Jean Francis Belibi | Lundi, 01 Mars 2010| Mutations|
Les patients du centre d’hémodialyse ont protesté vendredi dernier contre la rupture de l’approvisionnement en eau.
Hôpital général de Yaoundé, le vendredi 26 février 2010, il est presque 13h. A l’entrée du centre d’Hémodialyse au sous-sol de l’immeuble, des patients, une dizaine à peu près, devisent joyeusement. Dans les différentes salles de soins, d’autres sont couchés sur les fauteuils réservés aux malades devant recevoir des soins. Mais aucune des machines ne fonctionne. “C’est ainsi depuis hier soir (jeudi 25 février 2010 ndlr)”, nous indiquera l’un des personnels soignants rencontrés ici. Pourtant l’ambiance joyeuse de tout à l’heure à notre arrivée contraste à la fois avec les mines presque déconfites des malades couchés dans les fauteuils et le mouvement d’humeur déclenché par ces malades tôt dans la matinée de vendredi pour protester contre la non alimentation de cette unité en eau depuis quelques jours.

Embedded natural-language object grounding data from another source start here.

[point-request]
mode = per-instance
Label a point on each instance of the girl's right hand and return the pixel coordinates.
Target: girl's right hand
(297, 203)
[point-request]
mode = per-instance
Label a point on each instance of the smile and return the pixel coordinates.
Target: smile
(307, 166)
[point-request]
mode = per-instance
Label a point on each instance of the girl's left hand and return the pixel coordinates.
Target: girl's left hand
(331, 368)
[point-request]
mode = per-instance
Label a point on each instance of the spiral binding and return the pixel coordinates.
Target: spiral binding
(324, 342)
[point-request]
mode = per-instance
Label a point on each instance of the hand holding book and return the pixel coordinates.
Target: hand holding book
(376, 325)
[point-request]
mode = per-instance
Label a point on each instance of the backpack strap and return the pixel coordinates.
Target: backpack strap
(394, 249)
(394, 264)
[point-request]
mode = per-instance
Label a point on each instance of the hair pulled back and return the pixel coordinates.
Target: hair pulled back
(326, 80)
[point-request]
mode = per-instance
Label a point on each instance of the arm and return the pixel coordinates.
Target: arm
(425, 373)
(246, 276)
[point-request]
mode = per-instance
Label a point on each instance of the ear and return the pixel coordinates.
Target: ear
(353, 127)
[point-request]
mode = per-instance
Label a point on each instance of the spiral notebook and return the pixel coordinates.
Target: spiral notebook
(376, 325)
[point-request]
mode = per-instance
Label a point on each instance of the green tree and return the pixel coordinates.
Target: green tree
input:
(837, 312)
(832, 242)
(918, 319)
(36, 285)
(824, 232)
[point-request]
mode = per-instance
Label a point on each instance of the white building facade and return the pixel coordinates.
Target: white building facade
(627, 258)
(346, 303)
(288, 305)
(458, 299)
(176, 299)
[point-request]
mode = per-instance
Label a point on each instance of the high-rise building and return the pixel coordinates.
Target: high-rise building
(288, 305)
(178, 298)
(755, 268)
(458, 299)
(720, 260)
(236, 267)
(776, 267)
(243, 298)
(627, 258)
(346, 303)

Pour cela, ils ont organisé un sit-in dans le hall principal de l’établissement hospitalier, obligeant ainsi le directeur général, Elie Claude Njitoyap Ndam, à engager des négociations pour trouver une solution à cette cruciale question d’eau. En effet, et comme la plupart des quartiers de la capitale Yaoundé depuis quelques semaines, l’Hôpital général de Yaoundé connaît de graves perturbations dans son approvisionnement en eau potable. Cette denrée, de l’avis même du directeur général de l’établissement hospitalier que nous avons pu rencontrer lors de notre descente sur les lieux, est l’un des trois éléments fondamentaux (avec l’énergie électrique et les consommables au rang desquels l’héparine qui tend aussi à devenir une denrée rare), qui rentrent dans les soins aux malades sous dialyse. Cette pénurie d’eau a ainsi contraint les malades à un quasi abandon, d’où le mouvement d’humeur de la matinée “Un malade sous dialyse qui passe trois jours sans soins est condamné à mourir”, nous confiera l’un des membres de l’équipe médicale.
Soins
Face à l’urgence de la situation, le directeur général de l’Hôpital général fera appel aux Sapeurs pompiers. C’est sans doute fort du caractère sensible des lieux, que le général Baba Soulé, commandant de cette unité décidera d’alimenter en priorité l’Hôpital général de Yaoundé, au détriment des populations de l’un des quartiers de la capitale, qui attendaient cette désormais précieuse denrée.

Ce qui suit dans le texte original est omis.